Dalle analisi ai materiali: la sicurezza delle infrastrutture

Lo stesso principio vale anche per le infrastrutture. Le reti idriche e gas, per funzionare in modo affidabile, devono essere costruite e mantenute con materiali conformi.

I laboratori verificano la qualità delle tubazioni sia prima della posa sia durante il loro utilizzo, intervenendo anche in caso di guasti per individuarne le cause. Questo lavoro ha contribuito a migliorare progressivamente le prestazioni delle reti, portando la percentuale di materiali conformi al 97,7% nel 2025.

Un dato che si traduce in benefici concreti: meno perdite, maggiore continuità del servizio e maggiore sicurezza.

Controlli ambientali e sicurezza: il caso amianto

Tra le attività di verifica rientrano anche quelle legate alla presenza di materiali pericolosi, come l’amianto.

I laboratori Iren effettuano controlli principalmente per le società del gruppo, analizzando rifiuti destinati allo smaltimento, manufatti e ambienti di lavoro, e supportando interventi di bonifica, anche in contesti sensibili come gli edifici scolastici.

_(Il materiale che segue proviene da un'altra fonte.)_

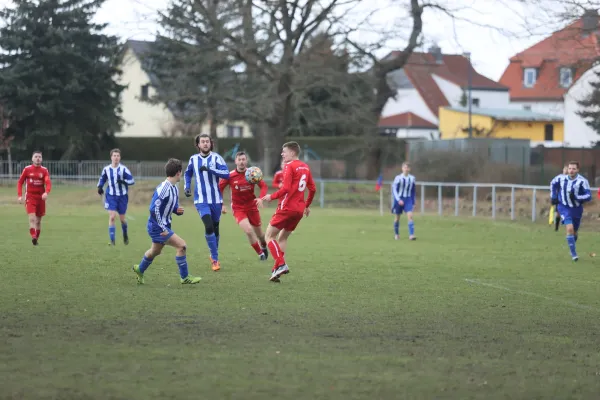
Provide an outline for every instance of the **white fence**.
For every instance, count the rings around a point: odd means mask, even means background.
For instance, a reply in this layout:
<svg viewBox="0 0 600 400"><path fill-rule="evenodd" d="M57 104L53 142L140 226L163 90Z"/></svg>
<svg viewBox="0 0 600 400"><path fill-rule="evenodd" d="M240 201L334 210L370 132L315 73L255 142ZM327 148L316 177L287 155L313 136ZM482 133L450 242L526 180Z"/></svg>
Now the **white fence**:
<svg viewBox="0 0 600 400"><path fill-rule="evenodd" d="M164 162L123 161L137 181L164 179ZM0 161L0 184L14 185L21 170L29 162ZM54 185L95 185L106 161L46 161ZM185 166L184 166L185 168ZM418 174L417 174L418 176ZM265 178L270 183L270 178ZM390 212L391 182L384 182L380 191L375 181L317 181L316 203L323 208L355 208ZM595 190L594 197L595 197ZM132 192L132 195L134 195ZM536 221L547 216L550 208L549 186L511 184L417 182L415 212L439 215L480 216L528 219Z"/></svg>

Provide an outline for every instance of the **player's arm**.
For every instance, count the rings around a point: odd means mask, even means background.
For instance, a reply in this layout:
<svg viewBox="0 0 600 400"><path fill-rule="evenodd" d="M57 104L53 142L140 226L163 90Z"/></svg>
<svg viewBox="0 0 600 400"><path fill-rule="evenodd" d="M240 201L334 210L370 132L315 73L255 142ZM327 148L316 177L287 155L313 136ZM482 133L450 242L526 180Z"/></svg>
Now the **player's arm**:
<svg viewBox="0 0 600 400"><path fill-rule="evenodd" d="M286 165L285 169L283 170L283 186L281 186L279 190L277 190L271 195L271 200L276 200L289 193L292 190L292 180L292 169L288 168L288 166Z"/></svg>
<svg viewBox="0 0 600 400"><path fill-rule="evenodd" d="M219 180L219 190L221 191L221 193L223 193L227 185L229 185L229 177Z"/></svg>
<svg viewBox="0 0 600 400"><path fill-rule="evenodd" d="M166 190L165 193L159 193L158 199L156 199L156 201L154 203L152 203L152 207L151 207L151 212L154 212L154 216L156 217L156 223L158 224L158 226L160 226L160 228L163 230L163 232L167 231L167 226L162 222L162 215L160 214L160 206L163 203L167 203L169 201L169 196L167 195L168 193L169 193L168 190Z"/></svg>
<svg viewBox="0 0 600 400"><path fill-rule="evenodd" d="M583 181L581 185L579 185L577 191L575 192L575 198L577 198L577 200L581 203L592 200L592 191L587 180Z"/></svg>
<svg viewBox="0 0 600 400"><path fill-rule="evenodd" d="M315 185L315 181L313 180L312 173L308 173L308 179L306 180L306 188L308 189L308 197L306 198L306 208L310 207L315 198L315 193L317 193L317 185Z"/></svg>
<svg viewBox="0 0 600 400"><path fill-rule="evenodd" d="M17 181L17 197L23 197L23 185L25 184L25 180L27 179L27 167L23 168L23 172L21 172L21 176Z"/></svg>
<svg viewBox="0 0 600 400"><path fill-rule="evenodd" d="M273 176L273 183L271 186L275 189L279 189L279 184L281 183L281 171L275 172L275 176Z"/></svg>
<svg viewBox="0 0 600 400"><path fill-rule="evenodd" d="M392 183L392 194L394 195L394 200L396 200L396 203L398 203L400 201L400 177L397 176L394 178L394 182Z"/></svg>
<svg viewBox="0 0 600 400"><path fill-rule="evenodd" d="M552 201L552 204L558 204L558 191L560 189L559 176L560 175L555 176L550 182L550 200Z"/></svg>
<svg viewBox="0 0 600 400"><path fill-rule="evenodd" d="M188 161L187 168L185 169L185 173L183 174L183 190L185 190L185 195L187 196L187 191L192 189L192 177L194 176L194 156L190 157L190 161Z"/></svg>
<svg viewBox="0 0 600 400"><path fill-rule="evenodd" d="M260 194L258 195L258 197L262 199L267 195L267 192L269 191L269 186L265 183L265 181L260 181L258 182L258 187L260 188Z"/></svg>
<svg viewBox="0 0 600 400"><path fill-rule="evenodd" d="M179 201L175 203L171 212L175 215L183 215L183 207L179 207Z"/></svg>
<svg viewBox="0 0 600 400"><path fill-rule="evenodd" d="M108 180L108 175L106 174L106 168L102 169L102 173L100 174L100 179L98 180L98 194L102 196L104 193L104 184Z"/></svg>
<svg viewBox="0 0 600 400"><path fill-rule="evenodd" d="M417 197L417 180L414 179L410 184L410 199L412 203L415 204L415 199Z"/></svg>
<svg viewBox="0 0 600 400"><path fill-rule="evenodd" d="M48 170L44 171L44 187L46 196L50 194L52 190L52 180L50 179L50 172Z"/></svg>
<svg viewBox="0 0 600 400"><path fill-rule="evenodd" d="M227 168L227 163L221 156L218 156L215 158L216 158L215 166L214 166L214 168L209 168L209 171L221 179L228 179L229 178L229 168Z"/></svg>
<svg viewBox="0 0 600 400"><path fill-rule="evenodd" d="M600 188L598 189L598 198L600 199Z"/></svg>
<svg viewBox="0 0 600 400"><path fill-rule="evenodd" d="M135 179L133 179L133 175L131 175L131 171L127 167L123 170L123 182L128 186L135 185Z"/></svg>

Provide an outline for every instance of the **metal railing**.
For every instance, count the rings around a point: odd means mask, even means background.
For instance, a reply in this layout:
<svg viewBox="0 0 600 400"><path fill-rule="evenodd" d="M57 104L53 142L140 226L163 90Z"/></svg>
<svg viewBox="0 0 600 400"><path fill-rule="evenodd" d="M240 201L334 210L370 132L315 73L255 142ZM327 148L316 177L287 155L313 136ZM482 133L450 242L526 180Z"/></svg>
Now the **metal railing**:
<svg viewBox="0 0 600 400"><path fill-rule="evenodd" d="M21 170L29 164L15 161L9 166L7 161L0 161L0 184L15 185ZM164 162L123 161L123 164L138 182L158 183L164 179ZM55 186L95 186L106 165L106 161L44 162ZM265 180L270 183L271 179L265 177ZM380 215L390 213L393 198L389 181L384 182L379 191L375 181L316 179L316 183L315 203L322 208L378 210ZM132 190L131 196L135 193L136 190ZM592 210L595 205L588 207L586 210ZM415 212L536 221L547 216L549 209L549 185L417 182Z"/></svg>

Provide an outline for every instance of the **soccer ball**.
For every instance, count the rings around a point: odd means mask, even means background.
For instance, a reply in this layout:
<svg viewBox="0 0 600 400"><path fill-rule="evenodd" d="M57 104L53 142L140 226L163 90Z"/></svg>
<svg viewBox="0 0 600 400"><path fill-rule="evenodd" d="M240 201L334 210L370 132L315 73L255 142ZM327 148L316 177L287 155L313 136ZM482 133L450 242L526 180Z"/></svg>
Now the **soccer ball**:
<svg viewBox="0 0 600 400"><path fill-rule="evenodd" d="M263 173L258 167L250 167L246 170L246 180L248 183L257 184L262 181Z"/></svg>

Le analisi vengono eseguite attraverso diverse tecniche, dalla microscopia ottica in contrasto di fase alle tecniche spettroscopiche e alla microscopia elettronica, consentendo di identificare con precisione la presenza e la tipologia di amianto.

Quando il controllo diventa innovazione

Quando il controllo si consolida, diventa base per l’innovazione.

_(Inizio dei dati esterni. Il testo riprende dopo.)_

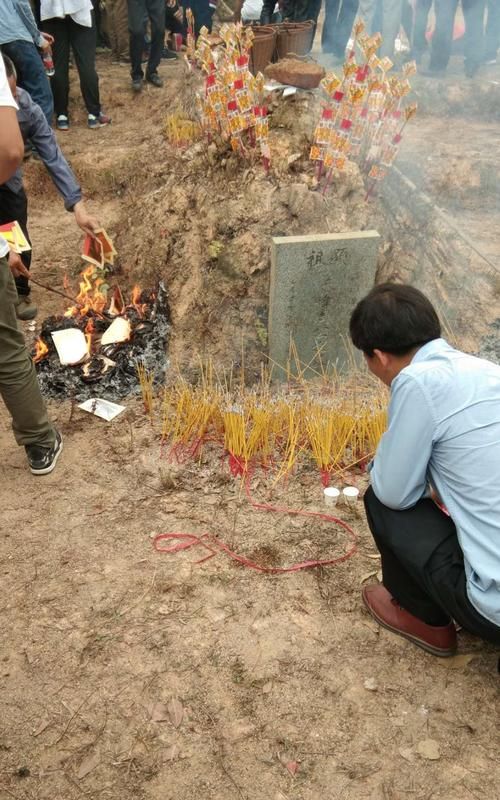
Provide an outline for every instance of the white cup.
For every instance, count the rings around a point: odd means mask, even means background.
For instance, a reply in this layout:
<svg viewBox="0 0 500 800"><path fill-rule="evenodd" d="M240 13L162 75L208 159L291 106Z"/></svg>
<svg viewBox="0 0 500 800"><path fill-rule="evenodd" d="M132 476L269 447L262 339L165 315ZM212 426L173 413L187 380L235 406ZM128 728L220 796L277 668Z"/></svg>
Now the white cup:
<svg viewBox="0 0 500 800"><path fill-rule="evenodd" d="M342 489L342 496L346 505L354 506L358 502L359 489L356 489L355 486L346 486L345 489Z"/></svg>
<svg viewBox="0 0 500 800"><path fill-rule="evenodd" d="M327 486L323 489L323 496L325 498L325 506L336 506L337 500L340 497L340 490L335 486Z"/></svg>

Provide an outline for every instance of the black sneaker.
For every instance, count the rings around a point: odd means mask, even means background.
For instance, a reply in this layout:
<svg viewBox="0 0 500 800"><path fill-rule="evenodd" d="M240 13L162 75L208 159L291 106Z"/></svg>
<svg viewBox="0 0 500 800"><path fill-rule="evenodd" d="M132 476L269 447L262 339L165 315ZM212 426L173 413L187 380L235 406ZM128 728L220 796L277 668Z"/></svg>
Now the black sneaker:
<svg viewBox="0 0 500 800"><path fill-rule="evenodd" d="M137 94L142 92L142 78L135 78L132 81L132 91L136 92Z"/></svg>
<svg viewBox="0 0 500 800"><path fill-rule="evenodd" d="M163 48L161 57L165 61L172 61L172 62L173 61L177 61L177 53L175 52L175 50L170 50L169 47L164 47Z"/></svg>
<svg viewBox="0 0 500 800"><path fill-rule="evenodd" d="M57 459L62 453L63 440L59 431L56 431L56 440L52 447L40 447L38 444L28 444L24 448L28 456L28 463L33 475L48 475L52 472Z"/></svg>
<svg viewBox="0 0 500 800"><path fill-rule="evenodd" d="M153 86L156 86L158 89L161 89L163 86L163 81L157 72L153 72L151 75L146 75L146 80L148 83L152 83Z"/></svg>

I Laboratori Iren collaborano con università, enti di ricerca e istituzioni su progetti legati ai contaminanti emergenti, alle tecniche analitiche avanzate e a nuove metodologie di monitoraggio. Dalla ricerca sui PFAS allo studio epidemiologico attraverso le acque reflue, fino alla definizione di nuovi metodi analitici e standard normativi su microplastiche e inquinanti emergenti, il laboratorio diventa luogo di anticipazione delle sfide future.

La sostenibilità che si misura

Considerate nel loro insieme, queste attività raccontano una dimensione della sostenibilità che non è sempre visibile, ma è essenziale.

Il lavoro dei laboratori connette tutte le fasi del ciclo ambientale: dall’acqua ai rifiuti, dai materiali alle reti, garantendo continuità, sicurezza e capacità di adattamento. Perché la sostenibilità non è solo una questione di impianti o tecnologie, ma di misurazione, controllo e prevenzione. È qui che si costruisce, giorno dopo giorno, la qualità dei servizi.